Liisa Husu, professor of gender science, Örebro University
Presentation title: Internationalisation and multilingualism in universities: reflections on Nordic contexts
Abstract: Nordic universities, among them Örebro University, are increasingly promoting internationalisation of their staff and research and teaching activities, and for that purpose drafting strategy documents, with specified goals and earmarked funding. The ”language issue” is at the core of the internationalisation debates in university settings. The presentation reflects on and interrogates the diverse and often conflicting understandings of ”the language issue” in the process of internationalisation in small Nordic country settings, on the basis of long-term academic work experience in Swedish and Finnish universities, and as a multilingual university teacher teaching in three languages.
S. Imtiaz Hasnain, professor of Sociolinguistics, Department of Linguistics, Aligarh Muslim University
Presentation title: Languaging and Identification through Time and Space: Approaching Complexity of Language and Script in a Competing Multilingual Situation with reference to Urdu
Abstract: Language is one of the mediating tools of the mind, and therefore, forms a dialectic relationship between cognition and languaging. One of the ways through which mind uses tools for achieving this mediation is script. Script shapes and reshapes our cognition and in the process it gives meaning and sense of belonging and relatedness between individual and community. It also provides evaluation of self and self by others. Languaging allows us to initiate a discursive negotiation of cultural differences and also gives voice to one's own identity.
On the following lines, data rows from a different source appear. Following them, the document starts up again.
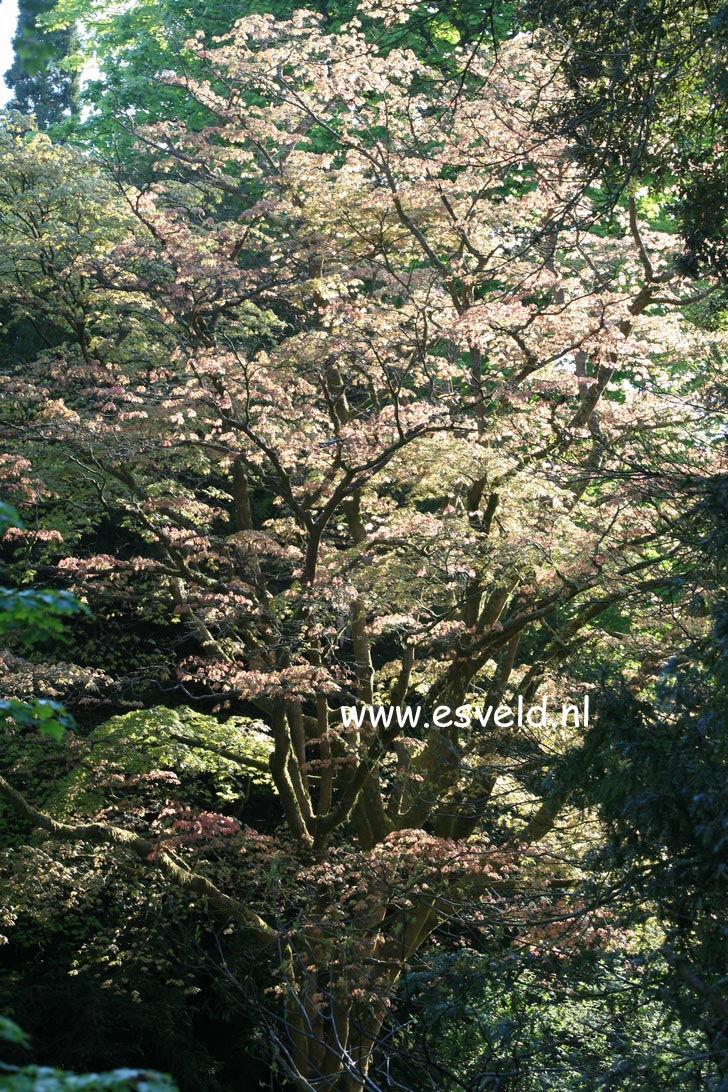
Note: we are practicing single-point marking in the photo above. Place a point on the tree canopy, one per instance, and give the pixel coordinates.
(363, 383)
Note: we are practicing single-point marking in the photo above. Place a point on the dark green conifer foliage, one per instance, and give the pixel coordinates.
(42, 83)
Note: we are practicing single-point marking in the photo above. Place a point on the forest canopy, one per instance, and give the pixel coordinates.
(368, 357)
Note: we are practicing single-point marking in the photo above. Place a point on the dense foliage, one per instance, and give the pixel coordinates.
(342, 365)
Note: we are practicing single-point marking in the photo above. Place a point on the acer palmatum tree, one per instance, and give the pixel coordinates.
(380, 415)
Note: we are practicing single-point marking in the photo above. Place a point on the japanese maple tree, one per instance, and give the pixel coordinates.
(382, 414)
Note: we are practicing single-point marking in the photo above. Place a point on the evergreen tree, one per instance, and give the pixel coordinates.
(42, 82)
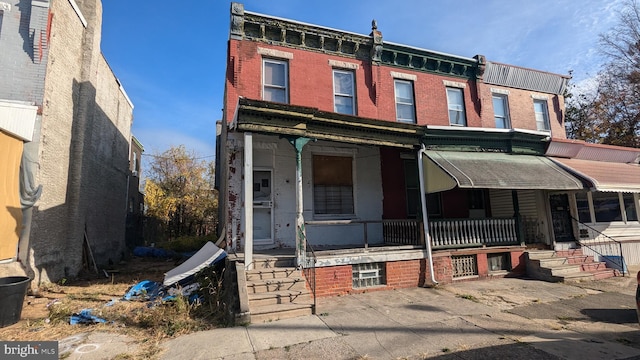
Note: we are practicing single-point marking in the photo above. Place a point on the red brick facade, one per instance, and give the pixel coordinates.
(375, 89)
(337, 280)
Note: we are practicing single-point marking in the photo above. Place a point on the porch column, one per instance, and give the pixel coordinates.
(517, 216)
(301, 233)
(248, 200)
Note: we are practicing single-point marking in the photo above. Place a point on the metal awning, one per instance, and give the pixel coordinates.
(445, 170)
(604, 175)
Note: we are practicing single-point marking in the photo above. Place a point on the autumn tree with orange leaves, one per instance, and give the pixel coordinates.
(179, 193)
(611, 113)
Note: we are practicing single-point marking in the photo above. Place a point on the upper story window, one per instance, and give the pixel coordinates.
(542, 115)
(405, 106)
(455, 99)
(275, 76)
(344, 94)
(606, 207)
(501, 111)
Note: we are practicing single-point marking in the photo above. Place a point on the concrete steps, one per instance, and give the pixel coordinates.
(276, 291)
(566, 266)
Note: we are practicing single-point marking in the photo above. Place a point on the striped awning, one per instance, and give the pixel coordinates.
(445, 170)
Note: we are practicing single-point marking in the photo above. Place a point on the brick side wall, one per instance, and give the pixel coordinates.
(84, 150)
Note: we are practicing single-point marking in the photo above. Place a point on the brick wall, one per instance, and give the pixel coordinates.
(521, 113)
(83, 150)
(333, 280)
(405, 274)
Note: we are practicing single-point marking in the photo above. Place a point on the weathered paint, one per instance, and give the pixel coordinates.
(301, 237)
(248, 200)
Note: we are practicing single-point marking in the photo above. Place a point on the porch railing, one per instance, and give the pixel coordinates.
(607, 248)
(309, 269)
(445, 233)
(456, 233)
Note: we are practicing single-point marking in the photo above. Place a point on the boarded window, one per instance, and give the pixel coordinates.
(333, 185)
Script is not merely an innocuous medium for reducing speech to writing, nor script-identity nexus can remain hermetically sealed from categories of religion. Urdu enjoys unique distinction of having religion associated with script. Notwithstanding social-communicative and pragmatic considerations surrounding the choice of script, issues concerning relationship between identity and script are bound up with some of the most troubling phenomenon of our times- communal & ethnic violence, discrimination and suspicion on the basis of religion & ethnicity. For, as poststructuralist theories of discourse inform us, script as a material act of inscription extends beyond the purely material to foreground its symbolic significance in the making of the self and thus, facilitates the ideologies of identification and languaging to work with iconicity, recursiveness and erasure.
Ofelia García, professor of Urban Education and of Hispanic and Luso-Brazilian Literatures and Languages at the Graduate Center of the City University of New York.
Presentation title: Language and bilingualism in education: Misconstructions and reconstructions
Abstract: As bilingualism has become a most important feature of education throughout the world, scholars have begun to question the traditional separation of languages that has been the hallmark of language education programs. By deconstructing traditional understandings of language and bilingualism, this presentation lends support to the idea that translanguaging, that is, the use of the entire linguistic repertoire of bilingual children, is an important practice in educating children bilingually.